More People Tested for Radiation As Russian Spy Case Continues

Police cordon and tent are placed outside the home of former Russian spy Alexander Litvinenko in north London after finding radioactive traces (AFP Photo)

Increasing numbers of people are being tested for possible exposure to radiation in the investigation into the death of a former Russian spy as the post-mortem on his body was due to be carried out on Friday.

It was also reported that British Culture Secretary Tessa Jowell and 2012 Olympics organising committee chairman Sebastian Coe travelled to Barcelona on one of the British Airways aircraft that were found to have traces of radioactive material. They have apparently spoken to authorities about it.

Meanwhile, stricken former Russian prime minister Yegor Gaidar's spokesman said he was the victim of an "unnatural" poisoning, fuelling fears his case may be linked to that of former spy Alexander Litvinenko and journalist Anna Politkovskaya who was murdered in October.

Police in Ireland, where Gaidar fell ill, have started an inquiry into what caused his illness. Gaidar is currently at a hospital in Moscow.

In Britain, a specialist post-mortem was due to be carried out on Friday, after Litvinenko's urine was found to have large quantities of the radioactive substance polonium-210.

As of midnight Wednesday, the Health Protection Agency (HPA) said that about 1,700 people called the government-run health service's hotline saying they were at the locations Litvinenko is said to have visited on the day he fell ill, and of those, it has followed up on 139 cases.

A total of 24, as of 4:00 pm (1600 GMT) Thursday, had been referred to specialists for an exposure assessment. Some 140 people have been asked to give urine samples. In 29 of these cases nothing of concern was found.
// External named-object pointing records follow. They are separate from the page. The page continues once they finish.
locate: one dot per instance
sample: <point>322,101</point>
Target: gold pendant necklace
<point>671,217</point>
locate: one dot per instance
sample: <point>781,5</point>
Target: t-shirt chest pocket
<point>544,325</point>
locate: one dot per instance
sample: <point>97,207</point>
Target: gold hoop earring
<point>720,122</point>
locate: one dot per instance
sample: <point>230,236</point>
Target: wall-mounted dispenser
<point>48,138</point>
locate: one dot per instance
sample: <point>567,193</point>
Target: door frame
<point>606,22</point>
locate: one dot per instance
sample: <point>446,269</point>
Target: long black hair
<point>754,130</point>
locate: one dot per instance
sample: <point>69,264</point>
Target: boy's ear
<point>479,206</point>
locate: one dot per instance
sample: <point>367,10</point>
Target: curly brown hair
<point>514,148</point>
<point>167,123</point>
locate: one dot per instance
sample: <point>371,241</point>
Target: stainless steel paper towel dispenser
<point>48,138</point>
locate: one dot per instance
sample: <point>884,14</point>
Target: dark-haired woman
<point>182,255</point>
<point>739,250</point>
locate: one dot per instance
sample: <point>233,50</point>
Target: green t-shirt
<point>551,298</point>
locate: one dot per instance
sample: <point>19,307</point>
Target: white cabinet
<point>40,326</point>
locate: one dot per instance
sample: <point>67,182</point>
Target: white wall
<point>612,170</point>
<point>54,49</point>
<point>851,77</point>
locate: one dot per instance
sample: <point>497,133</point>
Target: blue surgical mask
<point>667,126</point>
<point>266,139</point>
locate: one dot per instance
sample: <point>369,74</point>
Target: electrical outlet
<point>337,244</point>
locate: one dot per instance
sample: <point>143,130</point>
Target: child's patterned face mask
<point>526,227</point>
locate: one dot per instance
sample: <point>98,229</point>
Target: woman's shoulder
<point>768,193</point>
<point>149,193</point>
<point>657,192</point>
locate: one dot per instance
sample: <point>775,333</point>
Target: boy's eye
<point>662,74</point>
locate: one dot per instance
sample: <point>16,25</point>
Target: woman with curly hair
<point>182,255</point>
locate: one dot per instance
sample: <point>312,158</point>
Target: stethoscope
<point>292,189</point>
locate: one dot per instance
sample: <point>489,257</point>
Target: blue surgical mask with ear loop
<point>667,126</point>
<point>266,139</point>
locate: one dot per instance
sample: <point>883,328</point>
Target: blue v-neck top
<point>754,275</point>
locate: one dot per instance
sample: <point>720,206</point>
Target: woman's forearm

The investigation is gradually homing in on a string of London locations -- including two hospitals, a sushi bar and a hotel -- and three BA planes used on London-Moscow flights, on two of which traces of radiation have been found.

The HPA late on Thursday gave the all-clear for one of the planes.

British police and intelligence services increasingly suspect that "rogue elements" within the Russian state are behind Litvinenko's death on November 23, The Guardian reported on Friday, and they have apparently ruled out official government involvement.

Citing sources within the police and intelligence services, the newspaper said that investigators were tracking down a group of five or more men who arrived in London shortly before Litvinenko fell ill on November 1, and watched a football match between London club Arsenal and CSKA Moscow the same day.

The group, described thus far only as witnesses, flew back to Moscow shortly afterward.

Meanwhile, Russia's Kommersant newspaper reported on Friday that Russian businessman Andrei Lugovoi said that he was in London to attend the CSKA game with Dmitry Kovtun and Vyacheslav Sokolenko, all three of whom met with Litvinenko at the hotel on November 1.

Police also believe that Litvinenko was poisoned at or near the sushi bar, The Independent reported on Friday.

The Daily Telegraph reported on Friday, meanwhile, that Litvinenko's would-be assassins dropped the polonium-210 on the floor of a London hotel room, citing a senior government source, and also said that British scientists are believed to have identified the plant where the substance was produced.